How to make the most of KPIs
Data are crucial, but one must know how to interpret and use them. First, as we have already mentioned, it is important to know what data are needed and to leave aside superfluous or misleading data.
The early stages of a startup's life are useful for startuppers to get to know their project thoroughly: to understand what metrics are meaningful for a business, you must be clear about its nature, its distinctive characteristics, its short-, medium-, and long-term goals, and its target audience of both customers and investors.
At that point you will have a clear idea of the starting point and the end points (it is never just one!) and possess the tools (i.e., metrics) to measure the progress made. A measurement that must be constant, regularly cadenced and carefully monitored throughout the life of the enterprise, as well as adapted to changing needs and activities.
It can be useful, especially for startups, to have an "outside eye" that provides a professional look at a company's valuation, giving support in identifying the most relevant metrics and in using and cross-referencing the data collected. There are integrated consulting services that provide a professional overview that allows for the fullest use of all phases of a startup's valuation: the metrics used in the process go into building the company's identity card and defining critical points of intervention; the economic value that results from the valuation goes into framing growth expectations and supporting the startup's presentation to investors. The result achieved is twofold: control and efficiency of internal processes and structuring the strategy to access external financing.

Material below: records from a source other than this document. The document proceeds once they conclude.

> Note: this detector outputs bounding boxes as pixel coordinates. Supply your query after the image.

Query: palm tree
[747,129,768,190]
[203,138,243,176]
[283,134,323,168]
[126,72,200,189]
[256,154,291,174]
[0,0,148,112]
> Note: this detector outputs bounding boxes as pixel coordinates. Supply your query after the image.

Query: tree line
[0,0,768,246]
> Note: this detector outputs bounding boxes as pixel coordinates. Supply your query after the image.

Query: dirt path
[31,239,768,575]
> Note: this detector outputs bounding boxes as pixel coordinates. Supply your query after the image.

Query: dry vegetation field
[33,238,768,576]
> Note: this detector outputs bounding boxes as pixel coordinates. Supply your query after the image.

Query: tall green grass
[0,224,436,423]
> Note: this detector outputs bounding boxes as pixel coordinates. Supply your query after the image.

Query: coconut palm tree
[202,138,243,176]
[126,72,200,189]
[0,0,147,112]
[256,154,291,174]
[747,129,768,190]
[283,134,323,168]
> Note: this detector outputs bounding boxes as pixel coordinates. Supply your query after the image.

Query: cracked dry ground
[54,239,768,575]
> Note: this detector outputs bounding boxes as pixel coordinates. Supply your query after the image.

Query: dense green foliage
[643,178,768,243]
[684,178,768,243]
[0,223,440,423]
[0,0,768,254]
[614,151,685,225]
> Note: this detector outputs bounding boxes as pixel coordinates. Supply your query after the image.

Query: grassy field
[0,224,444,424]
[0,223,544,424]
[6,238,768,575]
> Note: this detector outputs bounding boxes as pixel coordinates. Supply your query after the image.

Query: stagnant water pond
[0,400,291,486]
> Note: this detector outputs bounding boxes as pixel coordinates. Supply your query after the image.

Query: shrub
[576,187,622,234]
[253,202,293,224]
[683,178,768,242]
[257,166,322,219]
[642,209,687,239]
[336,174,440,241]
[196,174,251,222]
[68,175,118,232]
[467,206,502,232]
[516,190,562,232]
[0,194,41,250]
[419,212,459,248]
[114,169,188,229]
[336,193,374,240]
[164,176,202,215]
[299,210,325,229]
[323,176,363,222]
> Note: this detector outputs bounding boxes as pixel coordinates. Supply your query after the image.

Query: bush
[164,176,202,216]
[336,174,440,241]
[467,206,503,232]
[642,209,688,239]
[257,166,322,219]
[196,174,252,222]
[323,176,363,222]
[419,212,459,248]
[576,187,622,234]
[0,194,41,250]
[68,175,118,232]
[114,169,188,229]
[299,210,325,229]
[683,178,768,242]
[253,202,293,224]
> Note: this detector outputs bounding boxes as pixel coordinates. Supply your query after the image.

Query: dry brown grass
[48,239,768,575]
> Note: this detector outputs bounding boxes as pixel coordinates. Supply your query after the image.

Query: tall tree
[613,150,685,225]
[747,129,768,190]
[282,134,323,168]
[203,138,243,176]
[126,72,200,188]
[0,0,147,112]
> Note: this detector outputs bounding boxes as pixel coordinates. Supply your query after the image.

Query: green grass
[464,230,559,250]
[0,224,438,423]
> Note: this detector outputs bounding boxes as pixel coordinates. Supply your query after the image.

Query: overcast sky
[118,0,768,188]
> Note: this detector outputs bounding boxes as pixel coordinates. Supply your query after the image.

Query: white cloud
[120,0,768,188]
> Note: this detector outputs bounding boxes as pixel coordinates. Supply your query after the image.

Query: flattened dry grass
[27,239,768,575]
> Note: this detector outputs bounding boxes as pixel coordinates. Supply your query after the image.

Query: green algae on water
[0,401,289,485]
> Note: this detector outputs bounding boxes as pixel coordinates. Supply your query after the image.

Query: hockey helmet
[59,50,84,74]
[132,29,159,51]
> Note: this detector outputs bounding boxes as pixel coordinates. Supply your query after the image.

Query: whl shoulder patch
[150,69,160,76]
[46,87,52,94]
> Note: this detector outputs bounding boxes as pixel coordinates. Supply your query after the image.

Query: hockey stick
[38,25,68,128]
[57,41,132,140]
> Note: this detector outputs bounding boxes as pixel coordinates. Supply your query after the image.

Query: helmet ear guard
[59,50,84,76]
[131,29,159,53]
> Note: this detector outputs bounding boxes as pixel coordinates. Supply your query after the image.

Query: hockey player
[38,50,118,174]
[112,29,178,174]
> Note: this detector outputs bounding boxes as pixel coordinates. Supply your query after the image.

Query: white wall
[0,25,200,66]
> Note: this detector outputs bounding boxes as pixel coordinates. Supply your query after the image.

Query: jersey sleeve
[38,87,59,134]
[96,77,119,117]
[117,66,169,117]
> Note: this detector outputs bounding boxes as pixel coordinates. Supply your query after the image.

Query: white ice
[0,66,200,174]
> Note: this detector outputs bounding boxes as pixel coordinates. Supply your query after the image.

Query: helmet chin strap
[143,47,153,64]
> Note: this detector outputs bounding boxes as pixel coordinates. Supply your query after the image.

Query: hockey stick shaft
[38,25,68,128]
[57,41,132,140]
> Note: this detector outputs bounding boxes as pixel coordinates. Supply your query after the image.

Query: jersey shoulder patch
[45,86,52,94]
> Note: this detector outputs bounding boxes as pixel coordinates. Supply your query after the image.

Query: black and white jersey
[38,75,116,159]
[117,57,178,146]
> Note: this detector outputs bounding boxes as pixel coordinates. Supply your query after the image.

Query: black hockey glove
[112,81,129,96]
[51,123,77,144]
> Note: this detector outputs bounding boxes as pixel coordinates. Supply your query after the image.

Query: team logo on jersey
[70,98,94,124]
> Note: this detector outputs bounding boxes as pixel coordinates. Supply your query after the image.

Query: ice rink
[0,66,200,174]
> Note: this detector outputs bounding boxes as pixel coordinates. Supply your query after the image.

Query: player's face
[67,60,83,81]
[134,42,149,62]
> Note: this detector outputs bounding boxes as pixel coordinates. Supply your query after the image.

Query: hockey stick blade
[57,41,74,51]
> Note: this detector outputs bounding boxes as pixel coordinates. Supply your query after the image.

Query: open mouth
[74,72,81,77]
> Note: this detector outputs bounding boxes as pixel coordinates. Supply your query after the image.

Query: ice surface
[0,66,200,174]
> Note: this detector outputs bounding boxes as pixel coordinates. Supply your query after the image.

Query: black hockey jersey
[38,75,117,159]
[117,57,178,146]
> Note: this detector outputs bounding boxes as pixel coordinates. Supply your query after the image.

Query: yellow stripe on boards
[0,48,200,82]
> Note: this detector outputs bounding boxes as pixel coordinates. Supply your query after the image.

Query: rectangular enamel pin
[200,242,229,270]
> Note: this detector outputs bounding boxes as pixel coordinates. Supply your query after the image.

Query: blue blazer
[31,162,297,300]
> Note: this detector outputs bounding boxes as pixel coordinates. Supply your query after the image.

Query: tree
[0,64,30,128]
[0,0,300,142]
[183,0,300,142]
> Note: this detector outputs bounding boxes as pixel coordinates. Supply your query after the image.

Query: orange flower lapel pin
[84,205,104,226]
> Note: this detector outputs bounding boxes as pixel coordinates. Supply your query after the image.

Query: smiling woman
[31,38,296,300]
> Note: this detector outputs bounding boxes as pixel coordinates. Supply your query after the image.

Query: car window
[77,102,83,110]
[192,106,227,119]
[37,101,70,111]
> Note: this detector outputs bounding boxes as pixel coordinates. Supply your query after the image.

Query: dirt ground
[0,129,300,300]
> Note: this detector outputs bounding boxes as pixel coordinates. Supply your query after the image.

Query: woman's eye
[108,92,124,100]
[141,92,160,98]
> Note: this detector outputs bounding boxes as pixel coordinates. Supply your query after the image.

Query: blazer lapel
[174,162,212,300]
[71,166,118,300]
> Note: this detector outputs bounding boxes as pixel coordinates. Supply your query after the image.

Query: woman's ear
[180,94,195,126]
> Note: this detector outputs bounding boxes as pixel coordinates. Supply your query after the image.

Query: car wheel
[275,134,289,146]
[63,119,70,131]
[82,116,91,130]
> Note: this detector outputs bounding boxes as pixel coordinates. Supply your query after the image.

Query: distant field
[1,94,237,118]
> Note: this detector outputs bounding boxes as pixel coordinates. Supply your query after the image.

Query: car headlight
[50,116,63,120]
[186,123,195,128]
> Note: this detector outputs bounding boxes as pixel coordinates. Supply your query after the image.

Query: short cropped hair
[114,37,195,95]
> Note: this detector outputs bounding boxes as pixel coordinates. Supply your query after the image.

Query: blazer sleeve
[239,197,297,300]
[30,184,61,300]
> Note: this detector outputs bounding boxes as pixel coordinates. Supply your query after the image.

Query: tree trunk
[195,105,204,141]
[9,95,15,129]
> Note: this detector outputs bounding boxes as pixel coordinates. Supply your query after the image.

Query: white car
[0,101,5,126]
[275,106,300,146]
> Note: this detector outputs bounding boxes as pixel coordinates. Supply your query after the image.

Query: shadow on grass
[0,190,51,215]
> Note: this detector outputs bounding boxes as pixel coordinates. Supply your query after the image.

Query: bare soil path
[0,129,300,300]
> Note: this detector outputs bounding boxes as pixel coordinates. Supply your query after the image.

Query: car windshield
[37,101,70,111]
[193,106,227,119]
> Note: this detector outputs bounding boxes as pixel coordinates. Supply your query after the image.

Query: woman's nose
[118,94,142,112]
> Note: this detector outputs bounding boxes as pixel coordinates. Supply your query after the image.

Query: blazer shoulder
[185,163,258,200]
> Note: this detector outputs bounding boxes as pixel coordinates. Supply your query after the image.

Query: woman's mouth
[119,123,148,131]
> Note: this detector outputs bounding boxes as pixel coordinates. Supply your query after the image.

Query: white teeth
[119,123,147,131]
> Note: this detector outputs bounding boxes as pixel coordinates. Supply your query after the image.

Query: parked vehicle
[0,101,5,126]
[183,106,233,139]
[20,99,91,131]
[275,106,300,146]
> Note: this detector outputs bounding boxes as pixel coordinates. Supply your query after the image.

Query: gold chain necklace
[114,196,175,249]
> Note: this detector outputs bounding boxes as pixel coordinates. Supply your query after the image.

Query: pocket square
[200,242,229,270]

Raising funding for startups: many possible avenues
Once you know what you're worth, it's time to let everyone else know it too. Data, business plans, pitches, pre-money valuations will serve you well in gathering the much-needed financial resources that are the weak point of all startups. Without funding, in fact, you will not grow.
The good news is that there is more than one viable avenue for startups to raise funds for growth. Different roads are better suited to different stages of a startup's development, and it is useful to prepare a funding plan from the outset that considers them all.
The era of bank lending as the only option for doing business is over, and while raising funding for a startup may seem more laborious today, thanks to the many alternative finance tools it is also more efficient.
The fintech world offers opportunities such as SAFE or crowdfunding to raise funding for startups while simultaneously creating a network of qualified and loyal investors and structured marketing and sales processes (but not only!). This requires learning more about the regulations on these alternative finance opportunities and organizing activities to define, engage and manage investors over time, which can be done in-house or with the collaboration of external consultants and agencies to support the team. It is clear that raising capital, the primary goal and a sticking point for every startupper, is but the tip of the iceberg: first you need to focus on everything underneath, from evaluating a startup to defining the processes to support growth.